Hemos visto cómo el relato influye en nuestras vidas, al punto de no solo moldear nuestra ideología, sino también impactar directamente en nuestra forma de vivir. Esto demuestra que no solo somos sensibles a lo que observamos, sino también a lo que escuchamos y a lo que intentan proyectarnos. Lo que nos cuentan, sea cierto o no, resulta tan importante como los hechos que presenciamos posteriormente.
He de decir que lo que hemos presenciado en las últimas semanas, tras la trágica DANA que ha golpeado a Valencia, ha sido, en muchos aspectos, fascinante. Por un lado, miles de personas se han volcado, sin apenas organización, a la ayuda en primera persona. Camiones cargados de ropa y comida, individuos improvisando con solo su energía y el deseo de ayudar, cientos de creadores de contenido compartiendo sus experiencias en los pueblos de la costa levantina, vecinos emocionados, pero también enfadados, una prensa movilizada, y todo ello con España entera pendiente de lo que sucedía.
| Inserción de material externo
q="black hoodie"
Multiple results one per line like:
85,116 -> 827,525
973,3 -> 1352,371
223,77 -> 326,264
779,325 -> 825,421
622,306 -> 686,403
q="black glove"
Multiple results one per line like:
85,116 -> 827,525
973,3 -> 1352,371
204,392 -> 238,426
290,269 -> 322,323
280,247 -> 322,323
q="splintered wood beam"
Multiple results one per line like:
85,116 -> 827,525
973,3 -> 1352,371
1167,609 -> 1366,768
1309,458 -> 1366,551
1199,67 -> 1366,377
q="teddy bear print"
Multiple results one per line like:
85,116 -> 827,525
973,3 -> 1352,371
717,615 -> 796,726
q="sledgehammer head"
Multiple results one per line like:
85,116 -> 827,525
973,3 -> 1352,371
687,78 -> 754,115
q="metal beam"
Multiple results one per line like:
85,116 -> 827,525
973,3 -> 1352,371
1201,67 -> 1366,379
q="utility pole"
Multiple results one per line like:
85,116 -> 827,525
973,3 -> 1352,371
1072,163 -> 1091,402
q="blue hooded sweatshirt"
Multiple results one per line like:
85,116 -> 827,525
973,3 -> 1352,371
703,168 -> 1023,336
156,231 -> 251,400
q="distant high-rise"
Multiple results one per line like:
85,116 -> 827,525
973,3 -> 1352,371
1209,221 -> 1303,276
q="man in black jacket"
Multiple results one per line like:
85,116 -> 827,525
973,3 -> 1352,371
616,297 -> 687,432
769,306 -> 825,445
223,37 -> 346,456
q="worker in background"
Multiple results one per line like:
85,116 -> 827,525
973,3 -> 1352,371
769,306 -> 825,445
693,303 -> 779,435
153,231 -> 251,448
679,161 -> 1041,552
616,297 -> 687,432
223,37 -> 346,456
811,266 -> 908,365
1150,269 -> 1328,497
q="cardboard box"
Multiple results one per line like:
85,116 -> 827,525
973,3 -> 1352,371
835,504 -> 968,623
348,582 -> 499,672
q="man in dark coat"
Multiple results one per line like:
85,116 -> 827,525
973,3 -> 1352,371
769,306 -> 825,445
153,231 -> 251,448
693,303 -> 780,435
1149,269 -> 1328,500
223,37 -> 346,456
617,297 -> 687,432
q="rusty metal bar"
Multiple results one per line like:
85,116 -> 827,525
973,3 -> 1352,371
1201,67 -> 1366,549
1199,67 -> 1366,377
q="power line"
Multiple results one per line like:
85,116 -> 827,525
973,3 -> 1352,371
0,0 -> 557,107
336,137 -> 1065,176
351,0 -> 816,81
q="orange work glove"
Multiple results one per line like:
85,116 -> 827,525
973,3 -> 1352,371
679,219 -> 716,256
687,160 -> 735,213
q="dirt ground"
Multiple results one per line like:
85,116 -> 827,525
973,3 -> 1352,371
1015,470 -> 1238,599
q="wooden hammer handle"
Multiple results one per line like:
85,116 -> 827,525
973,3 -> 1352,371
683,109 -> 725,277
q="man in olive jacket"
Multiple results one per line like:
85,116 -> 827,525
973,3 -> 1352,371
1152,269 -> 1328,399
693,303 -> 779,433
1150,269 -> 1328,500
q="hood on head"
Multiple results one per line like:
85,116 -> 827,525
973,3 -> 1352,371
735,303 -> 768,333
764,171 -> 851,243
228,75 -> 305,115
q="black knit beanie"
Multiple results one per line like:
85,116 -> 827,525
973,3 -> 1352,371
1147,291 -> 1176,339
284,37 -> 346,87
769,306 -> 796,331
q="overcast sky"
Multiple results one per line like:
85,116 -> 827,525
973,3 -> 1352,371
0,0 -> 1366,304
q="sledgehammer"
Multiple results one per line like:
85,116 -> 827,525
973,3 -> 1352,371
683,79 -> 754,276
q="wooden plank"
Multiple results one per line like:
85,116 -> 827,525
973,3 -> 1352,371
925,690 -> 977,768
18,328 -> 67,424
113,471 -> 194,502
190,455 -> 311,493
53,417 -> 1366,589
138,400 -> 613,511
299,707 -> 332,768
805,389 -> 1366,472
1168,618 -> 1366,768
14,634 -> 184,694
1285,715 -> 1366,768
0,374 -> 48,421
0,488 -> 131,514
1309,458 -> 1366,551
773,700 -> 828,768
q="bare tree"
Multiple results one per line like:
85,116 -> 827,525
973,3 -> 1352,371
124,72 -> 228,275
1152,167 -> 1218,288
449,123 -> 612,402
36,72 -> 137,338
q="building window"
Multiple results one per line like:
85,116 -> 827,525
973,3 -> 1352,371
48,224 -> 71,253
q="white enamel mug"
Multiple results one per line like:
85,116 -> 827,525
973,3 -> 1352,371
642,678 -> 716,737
En la otra cara de la moneda, hemos visto a miles de tuiteros, tertulianos, y personas de todo tipo que se han dedicado a dar lecciones de humanidad, hablando sobre pueblos que apenas pueden localizar en un mapa y señalando con el dedo a aquellos que han ido a ayudar. Sus correcciones y discursos improvisados han estado impregnados de una soberbia que, lejos de acercarlos a la superioridad moral que pretenden proyectar, solo evidencian su fragilidad y su carencia de iniciativa.
Existe una regla no escrita que se aprende cuando uno ha recibido una buena educación, y que seguramente nos recuerda algún momento en el que deberíamos haber guardado silencio: si no estás ayudando, al menos ten la decencia de no molestar. No hay mayor decadencia que creerse superior desde la comodidad del sofá, lanzando calificativos vacíos que nada aportan al pueblo levantino. “Ultraderecha” para quienes ayudan desde sus ideologías, “buscafamas” para los influencers que apoyan al pueblo valenciano mientras ganan seguidores, y “pseudomedios” para quienes se acercan a informar de lo que está ocurriendo bajo una bandera que puedes no compartir.
Ellos son los verdaderos cuñados: los que no salen de su círculo de autocompasión (hacia sí mismos y hacia su entorno) y que no entienden lo que significa comprometerse con un bien superior que se mueva por encima de sus propias causas. Más allá de escribir cuatro tonterías en Twitter, no comprenden que entre el blanco y el negro existe una paleta de colores tan amplia como las formas de ayudar. Formas que no necesitan pasar por un filtro moral que nadie les ha pedido, pero que insisten en imponer como si fuera imprescindible.
Para no llegar a convertirnos en tal, no hay que olvidar que debemos mantener coherencia entre lo que decimos y hacemos, entre la teoría y la práctica. Debe existir una proporción, un equilibrio que nos permita vivir en la verdad, evitando caer en contradicciones. Esto implica transmitir de manera auténtica aquello que realmente pensamos. Como bien señala el psiquiatra Enrique Rojas, es esencial encontrar un buen equilibrio entre el corazón y la cabeza, es decir, entre los sentimientos y las herramientas de la razón.